About 9 months ago, roughly in March I woke up and had the biggest panic attack of my life. This was different because I could not get it to subside, and it lasted for the better part of the night. When I awoke in the morning I was still extremely tense. After enduring pure panic for roughly 3-4 days I talked to my mom, went to the doctor and received a prescription for anti-depressants. These took care of the physical symptoms within the first 1-2 weeks but I noticed that the obsessive thoughts were not being taken care of. I had been at work and read an article about why people commit suicide, and I remember having a strong panic attack and worrying that one day I would find that my life had no meaning, or that I would suddenly want to commit suicide. This began a long period of obsessive thoughts relating to self-harm.

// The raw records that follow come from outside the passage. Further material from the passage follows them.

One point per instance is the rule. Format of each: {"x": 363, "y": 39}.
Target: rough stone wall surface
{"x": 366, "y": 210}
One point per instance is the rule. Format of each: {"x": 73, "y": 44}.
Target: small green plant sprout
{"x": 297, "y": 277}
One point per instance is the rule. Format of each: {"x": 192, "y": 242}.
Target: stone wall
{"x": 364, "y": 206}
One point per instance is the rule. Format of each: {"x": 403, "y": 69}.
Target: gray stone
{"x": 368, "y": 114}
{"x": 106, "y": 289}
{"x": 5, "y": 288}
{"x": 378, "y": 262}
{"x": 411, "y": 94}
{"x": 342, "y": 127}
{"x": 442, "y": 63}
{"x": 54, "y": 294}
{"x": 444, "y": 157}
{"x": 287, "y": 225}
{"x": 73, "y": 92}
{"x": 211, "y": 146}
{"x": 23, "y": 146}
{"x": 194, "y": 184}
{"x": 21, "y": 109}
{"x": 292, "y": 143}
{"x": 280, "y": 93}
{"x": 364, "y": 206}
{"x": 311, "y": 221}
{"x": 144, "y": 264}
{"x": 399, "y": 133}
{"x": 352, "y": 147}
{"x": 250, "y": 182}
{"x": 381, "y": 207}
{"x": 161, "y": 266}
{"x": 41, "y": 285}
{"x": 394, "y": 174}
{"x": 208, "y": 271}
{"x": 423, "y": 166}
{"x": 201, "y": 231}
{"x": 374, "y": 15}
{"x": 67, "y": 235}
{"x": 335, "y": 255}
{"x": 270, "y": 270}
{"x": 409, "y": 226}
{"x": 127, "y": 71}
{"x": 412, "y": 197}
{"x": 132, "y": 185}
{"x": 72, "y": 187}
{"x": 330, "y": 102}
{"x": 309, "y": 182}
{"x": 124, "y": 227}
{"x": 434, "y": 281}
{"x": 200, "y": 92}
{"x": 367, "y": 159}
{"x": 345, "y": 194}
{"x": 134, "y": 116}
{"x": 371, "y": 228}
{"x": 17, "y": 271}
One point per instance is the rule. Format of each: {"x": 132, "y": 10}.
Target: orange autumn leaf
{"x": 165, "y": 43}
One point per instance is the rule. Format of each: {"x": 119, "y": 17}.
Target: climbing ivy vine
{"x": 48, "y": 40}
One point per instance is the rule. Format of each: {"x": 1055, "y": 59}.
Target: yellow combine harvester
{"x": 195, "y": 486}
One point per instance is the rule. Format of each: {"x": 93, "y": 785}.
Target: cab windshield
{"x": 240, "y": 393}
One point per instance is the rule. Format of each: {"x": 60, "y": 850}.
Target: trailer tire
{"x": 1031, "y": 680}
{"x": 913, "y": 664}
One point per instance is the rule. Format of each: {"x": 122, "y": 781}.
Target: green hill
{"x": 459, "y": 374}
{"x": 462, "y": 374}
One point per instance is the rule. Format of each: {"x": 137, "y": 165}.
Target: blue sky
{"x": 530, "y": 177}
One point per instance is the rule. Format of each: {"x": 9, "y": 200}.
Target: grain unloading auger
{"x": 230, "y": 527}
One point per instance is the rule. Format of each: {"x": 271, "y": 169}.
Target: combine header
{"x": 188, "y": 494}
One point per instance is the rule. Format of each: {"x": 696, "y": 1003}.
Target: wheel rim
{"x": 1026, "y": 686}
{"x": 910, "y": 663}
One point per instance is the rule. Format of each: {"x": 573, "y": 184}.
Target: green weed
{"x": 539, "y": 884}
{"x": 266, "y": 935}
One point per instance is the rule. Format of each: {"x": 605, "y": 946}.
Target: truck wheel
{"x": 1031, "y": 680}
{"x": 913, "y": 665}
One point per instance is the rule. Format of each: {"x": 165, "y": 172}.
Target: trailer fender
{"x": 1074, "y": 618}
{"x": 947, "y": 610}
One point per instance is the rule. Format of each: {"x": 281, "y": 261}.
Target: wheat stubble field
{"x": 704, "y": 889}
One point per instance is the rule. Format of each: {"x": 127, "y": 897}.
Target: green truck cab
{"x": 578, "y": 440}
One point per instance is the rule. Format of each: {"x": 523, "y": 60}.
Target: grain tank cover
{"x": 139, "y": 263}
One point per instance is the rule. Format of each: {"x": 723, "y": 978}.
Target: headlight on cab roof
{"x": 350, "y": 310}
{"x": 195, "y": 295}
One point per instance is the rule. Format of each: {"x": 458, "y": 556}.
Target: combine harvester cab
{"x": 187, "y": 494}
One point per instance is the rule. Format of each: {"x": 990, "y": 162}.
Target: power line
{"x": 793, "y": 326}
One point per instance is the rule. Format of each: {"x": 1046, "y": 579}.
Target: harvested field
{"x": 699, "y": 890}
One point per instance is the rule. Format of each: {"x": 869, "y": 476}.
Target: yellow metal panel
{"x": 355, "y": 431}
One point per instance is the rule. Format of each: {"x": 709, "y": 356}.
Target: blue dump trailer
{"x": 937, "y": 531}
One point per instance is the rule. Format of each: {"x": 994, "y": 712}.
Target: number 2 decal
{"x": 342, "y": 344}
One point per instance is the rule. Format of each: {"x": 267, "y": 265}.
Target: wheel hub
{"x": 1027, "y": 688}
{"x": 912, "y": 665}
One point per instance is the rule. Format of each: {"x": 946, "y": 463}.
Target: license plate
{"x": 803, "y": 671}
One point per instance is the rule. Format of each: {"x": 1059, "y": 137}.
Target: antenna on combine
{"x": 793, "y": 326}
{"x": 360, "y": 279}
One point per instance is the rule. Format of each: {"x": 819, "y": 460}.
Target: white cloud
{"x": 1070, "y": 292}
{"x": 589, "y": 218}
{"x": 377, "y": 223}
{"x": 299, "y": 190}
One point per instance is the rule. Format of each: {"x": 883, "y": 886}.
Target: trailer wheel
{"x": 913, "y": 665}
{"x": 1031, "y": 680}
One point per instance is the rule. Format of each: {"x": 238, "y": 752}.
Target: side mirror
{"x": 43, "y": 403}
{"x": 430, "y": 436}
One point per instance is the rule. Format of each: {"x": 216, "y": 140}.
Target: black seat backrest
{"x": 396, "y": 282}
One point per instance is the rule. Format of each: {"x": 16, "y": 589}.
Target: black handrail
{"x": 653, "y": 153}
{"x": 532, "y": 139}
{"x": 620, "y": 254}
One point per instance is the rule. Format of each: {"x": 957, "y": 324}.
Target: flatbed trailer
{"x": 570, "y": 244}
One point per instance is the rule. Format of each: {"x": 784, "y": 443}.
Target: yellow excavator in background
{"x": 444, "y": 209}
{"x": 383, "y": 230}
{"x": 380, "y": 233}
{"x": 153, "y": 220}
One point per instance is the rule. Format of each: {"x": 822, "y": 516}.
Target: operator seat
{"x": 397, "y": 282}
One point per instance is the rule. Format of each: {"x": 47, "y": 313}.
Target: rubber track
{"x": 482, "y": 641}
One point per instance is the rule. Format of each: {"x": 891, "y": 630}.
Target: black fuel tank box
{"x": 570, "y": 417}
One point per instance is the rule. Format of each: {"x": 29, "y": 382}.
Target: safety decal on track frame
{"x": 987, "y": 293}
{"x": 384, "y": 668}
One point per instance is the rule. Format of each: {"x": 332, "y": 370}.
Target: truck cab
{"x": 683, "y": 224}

For example, when driving I would all of a sudden become very nervous of driving right of the road in an effort to hurt myself. Of course, in the pattern of anxiety, I became worried about why I was having these thoughts, what it meant that I was having these thoughts, etc.
Like I mentioned, it’s been about 9 months now since my anxiety reappearing in a more acute way, and I am still frustrated by these thoughts. While they have most certainly decreased in number and frequency, from time to time they come back and it is very irksome to me. I maintain a very strong social life, impeccable grades, I regularly exercise and I have even secured a great job after graduation! I simply cannot understand why I continue to have these thoughts and it really frustrates me. I really do not wish to seek professional help, because I’m the kind of person who likes handling things on their own, and so far my methods have been successful to a point. I keep a journal chronicling my anxious moments, as well as entries highlighting the positive steps I’ve made in controlling my anxiety, and even how anxiety hasn’t been all bad by motivating me to learn more about myself.
I guess my biggest question is, why do these thoughts continue to harass me? I would really like a way to stop them once and for all. I laugh frequently, have no trouble sleeping, stay active, am close with friends and family, and yet I’m still plagued by thoughts of the ultimate meaning of life as well as a fear that failure to find such a meaning will result in me deciding to end my life. I have a strong belief that these existential worries are simply occurring due to the fact that I am about to graduate college and enter an entirely new phase in my life, which is full of uncertainty. I think my anxiety is just magnifying my fears in a way that I find very frightening. I realized recently that I’ve tried many approaches, but one thing I haven’t done is reach out to others for opinions so that is what I’m doing now. Like I said, I really would prefer to solve this on my own and not seek professional help, especially because I am a broke college student. I have realized however, that I don’t have all the answers which is why I’d like some feedback on my situation. Thank you!